Des voleurs, des querelleurs, des assassins, des arrogants, des arracheurs de dents, une bande de vauriens en train de piailler à tout instant du jour et de la nuit, à observer ceux qui tomberont sous leurs coups, sous leur coupe, un monde de vices. Même si l’on s’obstine à refuser toute croyance, devant ces soudards ivrognes, ces prêtres débauchés, des femmes licencieuses et ces frigides, difficile de ne pas essayer de chercher mieux. C’est dans ma peinture que je trouve les personnes idéales de ma vie. Une fois dans la couleur, cela m’est impossible d’en sortir, le monde me fait trop peur. Les moines ont inventé les démons pour empêcher les peintres de se complaire dans leurs œuvres.

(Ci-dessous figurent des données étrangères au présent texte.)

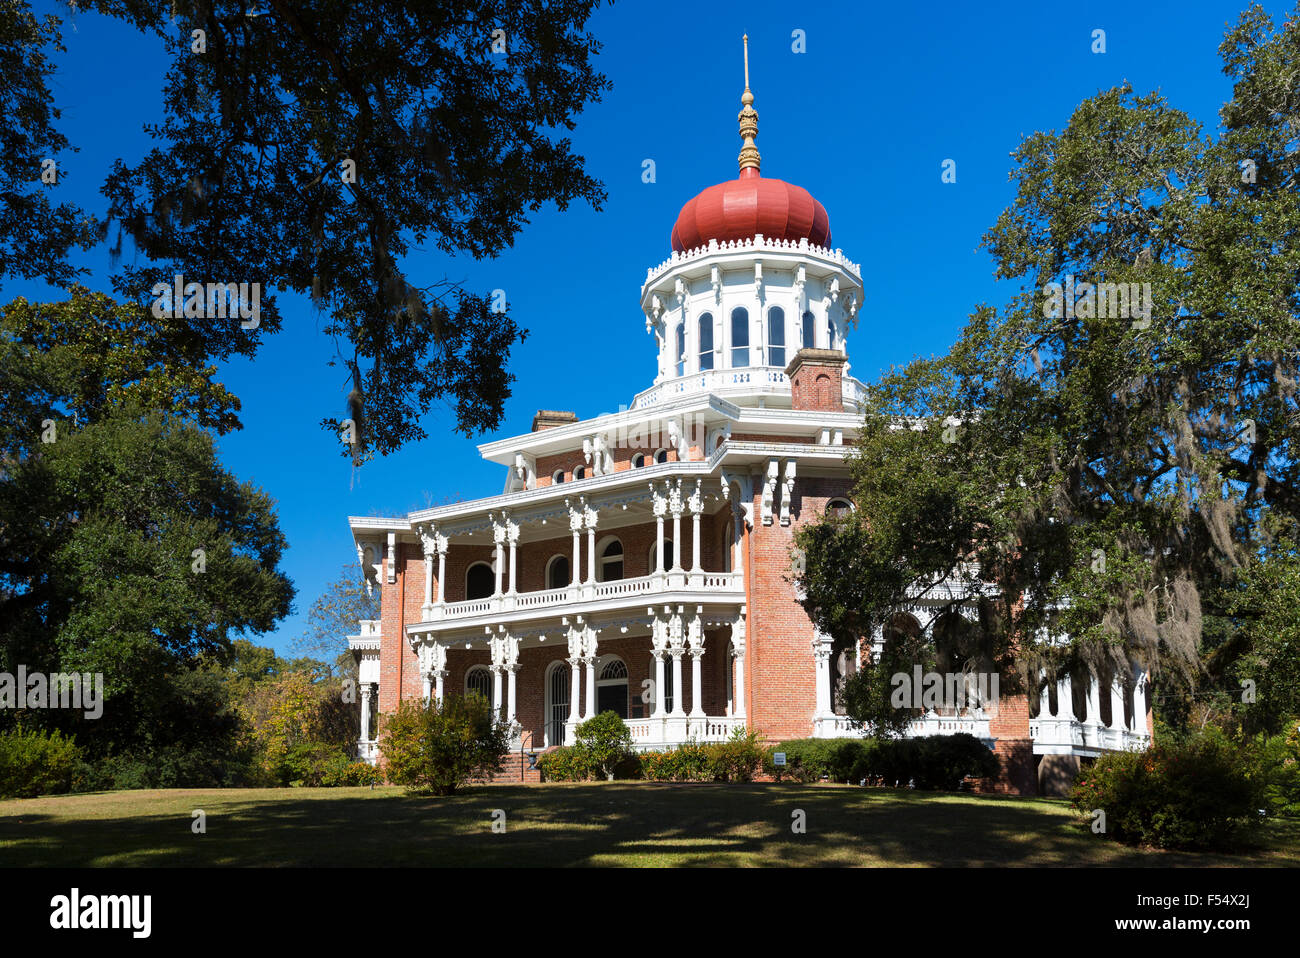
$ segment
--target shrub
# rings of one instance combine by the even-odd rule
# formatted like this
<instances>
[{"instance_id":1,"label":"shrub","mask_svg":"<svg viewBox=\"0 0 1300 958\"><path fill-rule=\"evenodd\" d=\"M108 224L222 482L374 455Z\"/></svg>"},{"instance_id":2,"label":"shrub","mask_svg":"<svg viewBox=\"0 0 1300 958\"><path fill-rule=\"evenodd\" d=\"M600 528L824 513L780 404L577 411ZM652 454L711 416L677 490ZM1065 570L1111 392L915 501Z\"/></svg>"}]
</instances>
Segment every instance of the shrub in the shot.
<instances>
[{"instance_id":1,"label":"shrub","mask_svg":"<svg viewBox=\"0 0 1300 958\"><path fill-rule=\"evenodd\" d=\"M1274 735L1259 751L1264 798L1276 815L1300 818L1300 724Z\"/></svg>"},{"instance_id":2,"label":"shrub","mask_svg":"<svg viewBox=\"0 0 1300 958\"><path fill-rule=\"evenodd\" d=\"M614 769L632 754L632 733L617 712L601 712L583 722L575 731L576 747L592 768L609 781Z\"/></svg>"},{"instance_id":3,"label":"shrub","mask_svg":"<svg viewBox=\"0 0 1300 958\"><path fill-rule=\"evenodd\" d=\"M505 723L480 695L449 693L427 706L408 699L381 725L388 778L411 792L450 795L473 777L490 778L509 748Z\"/></svg>"},{"instance_id":4,"label":"shrub","mask_svg":"<svg viewBox=\"0 0 1300 958\"><path fill-rule=\"evenodd\" d=\"M322 788L353 788L363 785L378 785L384 780L384 773L369 762L358 762L346 755L334 755L320 769L317 784Z\"/></svg>"},{"instance_id":5,"label":"shrub","mask_svg":"<svg viewBox=\"0 0 1300 958\"><path fill-rule=\"evenodd\" d=\"M785 768L772 761L785 752ZM967 776L996 775L997 756L972 735L919 739L805 738L767 749L763 769L778 781L907 785L956 789Z\"/></svg>"},{"instance_id":6,"label":"shrub","mask_svg":"<svg viewBox=\"0 0 1300 958\"><path fill-rule=\"evenodd\" d=\"M1259 825L1265 776L1249 751L1202 734L1145 752L1110 752L1080 773L1072 804L1106 813L1116 841L1161 848L1228 848Z\"/></svg>"},{"instance_id":7,"label":"shrub","mask_svg":"<svg viewBox=\"0 0 1300 958\"><path fill-rule=\"evenodd\" d=\"M705 747L709 777L715 782L752 782L763 765L761 732L743 725L732 729L725 742Z\"/></svg>"},{"instance_id":8,"label":"shrub","mask_svg":"<svg viewBox=\"0 0 1300 958\"><path fill-rule=\"evenodd\" d=\"M545 782L585 782L595 774L587 753L572 745L561 745L537 760Z\"/></svg>"},{"instance_id":9,"label":"shrub","mask_svg":"<svg viewBox=\"0 0 1300 958\"><path fill-rule=\"evenodd\" d=\"M75 739L53 732L12 729L0 734L0 798L33 798L72 788L80 752Z\"/></svg>"}]
</instances>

Heures de Poitiers, Paresse et Astaroth, 1475

Heures de Poitiers, Paresse et Astaroth, 1475

Paresse : acedia (latin), indifférent, oisif, celui qui ne donne aucun sens à sa vie qu’il laisse filer entre ses doigts, celui qui n’est responsable de rien, le suicidé, celui qui abandonne. À ne pas confondre avec celui qui cherche le moindre effort sans pour autant s’abandonner. Le péché de ne pas donner un sens à sa vie et de s’y consacrer, un renoncement, un abandon, mais aussi un pacifisme à toute épreuve, une gentillesse naturelle, un être paisible ne dérangeant personne. La paresse est magique, elle permet de réaliser plus en faisant moins. Tout le règne animal agit sous sa loi, aucun animal ne dépense plus que ce qu’il peut produire et en faire moins possible est la règle du vivant, la condition de sa survie. Drôle de péché que celui-là.

Heures Poitiers, Envie et Belzébuth, 1475

Heures Poitiers, Envie et Belzébuth, 1475

Envie, invidia (latin). Un sentiment naturel exacerbé par l’idée que c’est parce que l’on ne sait pas profiter de ce que l’on possède que l’on convoite ce qu’ont les autres. Le véritable péché réside plutôt dans la jalousie, un sentiment de frustration à l’égard de l’autre. Le mot hébreu ne fait pas la distinction entre envie et jalousie. Dans le chapitre XXXIV, 14, de l’Exode, Yahvé dit à Moïse qu’il a pour nom Jaloux, Kana’, « un dieu jaloux (des autres dieux) », ce qui est pour le moins étrange pour l’Éternel. Même si dans l’Ecclésiaste il semble pardonner, il le fait rarement et ses réactions sont expéditives. La jalousie est un sentiment destructeur annihilant l’autre jusqu’à le supprimer. Le plus terrible est qu’une femme adultère tuée par son mari est quelque chose de normal. On reste indifférent à ce que l’on n’envie pas et l’indifférence est la pire déchéance.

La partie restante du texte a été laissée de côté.